On Tuesday it will be a year since Maddy came, and a start of six very hard days for Tash. If you can, stop by and say something kind.

*You didn't really think I was going to give the whole name of the course, complete and unedited, did you?


Amelie said...

My situation is quite different from yours, but I know these feelings well. I was actually going to write about this last week, because I noticed that I was able to listen to a talk about the collision topic _without_ nearly panicking. But it took me a long time to get there. I'm glad, and impressed, to hear that you collected your thoughts so quickly and found a good question.

Tash said...

Good lord, and here you had me thinking you had maybe stumbled across something. . . . (I jest.) I've been out of my world for a spell, but there are books within that await me when I'm ready to return, about fertility (and lack thereof), and infant death, and the rites of mourning. Which I now feel grimly compelled to read and somewhat an expert in. Not sure I could teach it any more, though.
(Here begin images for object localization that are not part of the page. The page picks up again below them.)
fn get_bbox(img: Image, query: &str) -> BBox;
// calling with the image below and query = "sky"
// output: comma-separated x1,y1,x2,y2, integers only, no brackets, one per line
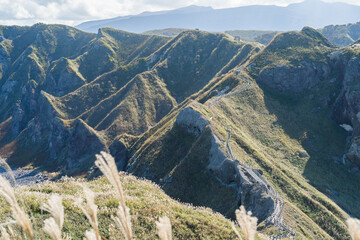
0,0,359,26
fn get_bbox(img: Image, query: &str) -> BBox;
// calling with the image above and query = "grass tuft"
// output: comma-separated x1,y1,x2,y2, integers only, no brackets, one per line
156,216,172,240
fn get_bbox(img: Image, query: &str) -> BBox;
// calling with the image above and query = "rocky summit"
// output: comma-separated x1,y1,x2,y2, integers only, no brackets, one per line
0,23,359,239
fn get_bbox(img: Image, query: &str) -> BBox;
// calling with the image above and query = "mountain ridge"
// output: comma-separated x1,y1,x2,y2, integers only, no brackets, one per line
0,24,359,239
76,1,360,33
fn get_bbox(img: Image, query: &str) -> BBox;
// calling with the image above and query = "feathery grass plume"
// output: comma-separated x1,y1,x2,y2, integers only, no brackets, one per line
0,158,15,187
42,195,64,230
77,185,100,240
0,226,10,240
231,222,243,240
95,151,132,240
84,229,97,240
0,176,34,240
347,218,360,240
43,218,62,240
235,206,257,240
156,216,172,240
111,206,132,240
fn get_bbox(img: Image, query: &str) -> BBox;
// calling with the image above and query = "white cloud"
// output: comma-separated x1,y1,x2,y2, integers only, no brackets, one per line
0,0,358,26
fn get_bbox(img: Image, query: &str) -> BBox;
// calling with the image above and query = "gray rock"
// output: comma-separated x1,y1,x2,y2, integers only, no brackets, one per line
257,61,330,93
296,151,309,158
208,134,277,222
109,139,129,171
174,106,279,222
176,107,210,136
346,137,360,166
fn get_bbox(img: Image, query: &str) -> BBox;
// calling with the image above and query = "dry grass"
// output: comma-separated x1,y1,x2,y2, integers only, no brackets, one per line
76,185,100,240
0,176,34,239
156,216,172,240
42,195,64,240
235,206,258,240
0,152,248,239
347,218,360,240
95,151,132,240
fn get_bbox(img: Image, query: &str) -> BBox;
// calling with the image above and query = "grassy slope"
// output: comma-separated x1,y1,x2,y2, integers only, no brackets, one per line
248,28,334,79
225,30,277,44
0,174,262,240
320,22,360,47
127,29,357,239
200,73,352,239
47,30,254,143
143,28,189,37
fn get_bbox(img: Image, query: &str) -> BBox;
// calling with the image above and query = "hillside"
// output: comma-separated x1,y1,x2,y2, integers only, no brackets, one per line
320,22,360,47
0,174,250,239
143,28,188,37
225,30,278,45
0,24,360,239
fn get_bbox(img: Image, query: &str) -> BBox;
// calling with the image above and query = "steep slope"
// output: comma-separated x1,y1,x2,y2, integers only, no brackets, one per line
121,28,359,239
0,25,171,172
331,43,360,168
0,24,358,239
0,24,95,122
248,27,335,92
0,28,259,175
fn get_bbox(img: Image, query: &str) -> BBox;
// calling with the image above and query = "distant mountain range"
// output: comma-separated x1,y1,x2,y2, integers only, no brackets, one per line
76,0,360,33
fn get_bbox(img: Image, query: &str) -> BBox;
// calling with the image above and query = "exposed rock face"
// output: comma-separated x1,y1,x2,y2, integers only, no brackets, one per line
175,107,278,222
208,134,276,222
257,61,331,92
67,119,106,169
16,91,107,170
175,107,210,136
332,46,360,166
109,139,129,171
44,59,86,97
347,137,360,166
11,80,38,137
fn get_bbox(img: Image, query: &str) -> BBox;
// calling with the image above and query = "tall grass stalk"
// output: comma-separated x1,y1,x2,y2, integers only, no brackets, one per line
42,195,64,240
156,216,172,240
234,206,257,240
77,185,100,240
0,176,34,239
95,151,132,240
0,226,10,240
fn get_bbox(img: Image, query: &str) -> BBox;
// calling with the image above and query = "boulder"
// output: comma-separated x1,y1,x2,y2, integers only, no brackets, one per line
175,107,210,136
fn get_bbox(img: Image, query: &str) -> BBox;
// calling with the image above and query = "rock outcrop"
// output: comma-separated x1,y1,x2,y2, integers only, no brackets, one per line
208,134,277,222
257,61,331,93
175,107,279,222
332,44,360,166
175,107,210,136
I'm glad you found a good question, too. Maybe someday one of your students will find the answer, and more. So there's a great reason you do this, and I thank you. For everything.

Anonymous said...

I hope the collisions remain few and far between between.

Magpie said...

Those moments are hard.

niobe said...

It must be very difficult working a field with so many potential landmines. Even if you've managed to avoid most of them.

slouching mom said...

collision, indeed. you navigated through it with grace and strength, unsurprisingly.

kalakly said...

I hate that. Being hit in the face when you aren't expecting it, by the reality of life without your baby. A random comment, a thoughtless remark, a happy pregnant woman turning up the aisle you are walking escape...reality, it's everywhere.

Course, I wanna know the question:)

Wabi said...

What a terrible surprise. I feel lucky my professional and personal life haven't collided in this manner many times. It sounds like you handled it with aplomb after the initial shock and rattle.